Question

Problem 2
A consumer products firm has recently introduced a new brand. The firm would like to estimate the proportion of people in its target market segment who are aware of the new brand. As part of a larger market research study, it was found that in a sample of 125 randomly selected individuals from the target market segment, 84 individuals were aware of the firm’s new brand.

a. Construct a 95% confidence interval for the proportion of individuals in the target market segment who are aware of the firm’s new brand. If you use Excel and/or StatTools, please specify any functions you use and all the inputs.

b. The manager in charge of the new brand has stated that the brand awareness is greater than .75, meaning that more than 75% of the population is aware of the brand. He would like to use hypothesis testing to prove his claim. At the 5% significance level, conduct a hypothesis test with the goal of proving his claim. In particular
i) specify the null hypothesis and the alternative hypothesis,
ii) state whether you are using a one- or two-tailed test,
iii) specify the p-value of the test, and iv) provide the results of the test in “plain English”.
Hints: 1) Think carefully about what is the null hypothesis, and what is the alternative. 2) If you want to use StatTools for the analysis, you need to create the survey data in Excel first; then you can run the analysis.
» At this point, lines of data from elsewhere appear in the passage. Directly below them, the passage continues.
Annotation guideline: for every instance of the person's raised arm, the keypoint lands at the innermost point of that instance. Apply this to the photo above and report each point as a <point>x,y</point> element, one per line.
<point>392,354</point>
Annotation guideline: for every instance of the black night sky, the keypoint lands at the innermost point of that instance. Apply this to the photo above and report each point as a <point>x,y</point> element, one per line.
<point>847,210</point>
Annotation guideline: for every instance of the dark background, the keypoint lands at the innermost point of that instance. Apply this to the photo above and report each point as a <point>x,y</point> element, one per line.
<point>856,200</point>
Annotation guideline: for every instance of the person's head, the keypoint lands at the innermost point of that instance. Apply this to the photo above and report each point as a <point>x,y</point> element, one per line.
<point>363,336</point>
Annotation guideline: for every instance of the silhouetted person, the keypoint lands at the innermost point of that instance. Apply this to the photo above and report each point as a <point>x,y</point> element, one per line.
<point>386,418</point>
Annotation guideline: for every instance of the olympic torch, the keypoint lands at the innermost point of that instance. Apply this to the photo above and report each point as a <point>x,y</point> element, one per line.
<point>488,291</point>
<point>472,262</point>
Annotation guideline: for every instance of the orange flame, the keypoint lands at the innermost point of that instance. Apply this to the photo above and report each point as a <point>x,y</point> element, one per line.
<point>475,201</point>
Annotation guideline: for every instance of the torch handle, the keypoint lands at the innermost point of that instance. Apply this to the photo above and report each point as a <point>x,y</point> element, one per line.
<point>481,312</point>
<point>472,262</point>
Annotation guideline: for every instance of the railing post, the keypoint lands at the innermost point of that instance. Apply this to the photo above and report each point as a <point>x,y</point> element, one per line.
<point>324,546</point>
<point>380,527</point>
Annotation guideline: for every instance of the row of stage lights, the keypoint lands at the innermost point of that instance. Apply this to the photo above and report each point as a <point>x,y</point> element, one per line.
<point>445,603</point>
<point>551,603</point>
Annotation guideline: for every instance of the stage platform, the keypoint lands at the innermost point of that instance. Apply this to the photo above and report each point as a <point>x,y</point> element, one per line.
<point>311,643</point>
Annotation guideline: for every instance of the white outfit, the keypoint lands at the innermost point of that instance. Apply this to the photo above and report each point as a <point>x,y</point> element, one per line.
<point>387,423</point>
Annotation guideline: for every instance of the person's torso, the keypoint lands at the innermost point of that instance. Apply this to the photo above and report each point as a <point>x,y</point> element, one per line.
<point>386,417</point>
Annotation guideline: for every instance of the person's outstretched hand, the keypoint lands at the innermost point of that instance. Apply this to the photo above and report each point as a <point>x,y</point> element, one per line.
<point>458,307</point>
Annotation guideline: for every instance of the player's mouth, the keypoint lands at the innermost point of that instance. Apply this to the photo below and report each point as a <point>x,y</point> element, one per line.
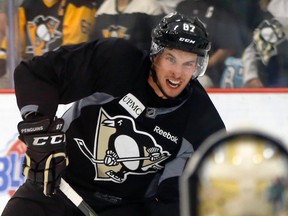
<point>173,83</point>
For future polls, the firm is interested in minimizing their marketing-research costs. The margin of error (MOE) in their pools should be no larger than B (i.e., ± 100B percentage points). To simplify the analysis, we will assume their marketing study only has a single question that is used to estimate p, at the 5% significance level. I

c. If the firm had no prior knowledge of p, how large would the sample size have to be to ensure MOE ≤ B? (Hint: your answer will be a formula containing B).
d. The firm has prior knowledge that p will likely be somewhere between .10 and .20 (that is between 10% and 20%). How large should the sample be if they would like to ensure that MOE (=B) is no larger than 0.01 or 1%?


*Please show work in Excel. I have almost entirely solved a and b, and mostly need help with c & d. Thanks

Answer 1

Question 1

Arrangement:

We are given

Test measure = n = 125

Number of achievements = x = 84

Certainty level = 95%

Test extent = P = x/n = 84/125 = 0.672

Basic z esteem = 1.96 (by utilizing z-table or exceed expectations)

Certainty interim = P -/+ Z*sqrt(P*(1 – P)/N)

Certainty interim = 0.672 -/+ 1.96*sqrt(0.672*(1 – 0.672)/125)

Certainty interim = 0.672 -/+ 1.96*0.0420

Certainty interim = 0.672 -/+ 0.0823

Lower limit = 0.672 – 0.0823 = 0.5897

Furthest breaking point = 0.672 + 0.0823 = 0.7543

Certainty interim = (0.5897, 0.7543)

Question 2

Here, we need to utilize z test for populace extent. The invalid and elective theory for this test is given as beneath:

(I)

Invalid speculation: H0: The extent of the people who know about new brand is 75%.

Elective theory: Ha: The extent of the people who know about new brand is more noteworthy than 75%.

(ii)

H0: p = 0.75 versus Ha: p > 0.75

This is a one followed test. (Upper followed or right followed test)

We are given

Test measure = n = 125

Number of achievements = x = 84

Test extent = P = x/n = 84/125 = 0.672

Dimension of criticalness = α = 5% = 0.05

Basic Z esteem = 1.6449

Test measurement equation is given as beneath:

Z = (P – p)/sqrt(p*(1 – p)/n)

Z = (0.672 – 0.75)/sqrt(0.75*(1 – 0.75)/125)

Z = - 0.078/0.0387

Z = - 2.0140

(iii)

P-esteem = 0.9780

(by utilizing z-table or exceed expectations)

(Exceed expectations direction: =1-normsdist(- 2.0140))

α = 0.05

P-esteem > α

In this way, we don't dismiss the invalid speculation that the extent of the people who know about new brand is 75%.

(iv)

There is inadequate proof to reason that extent of the people who know about new brand is more prominent than 75%.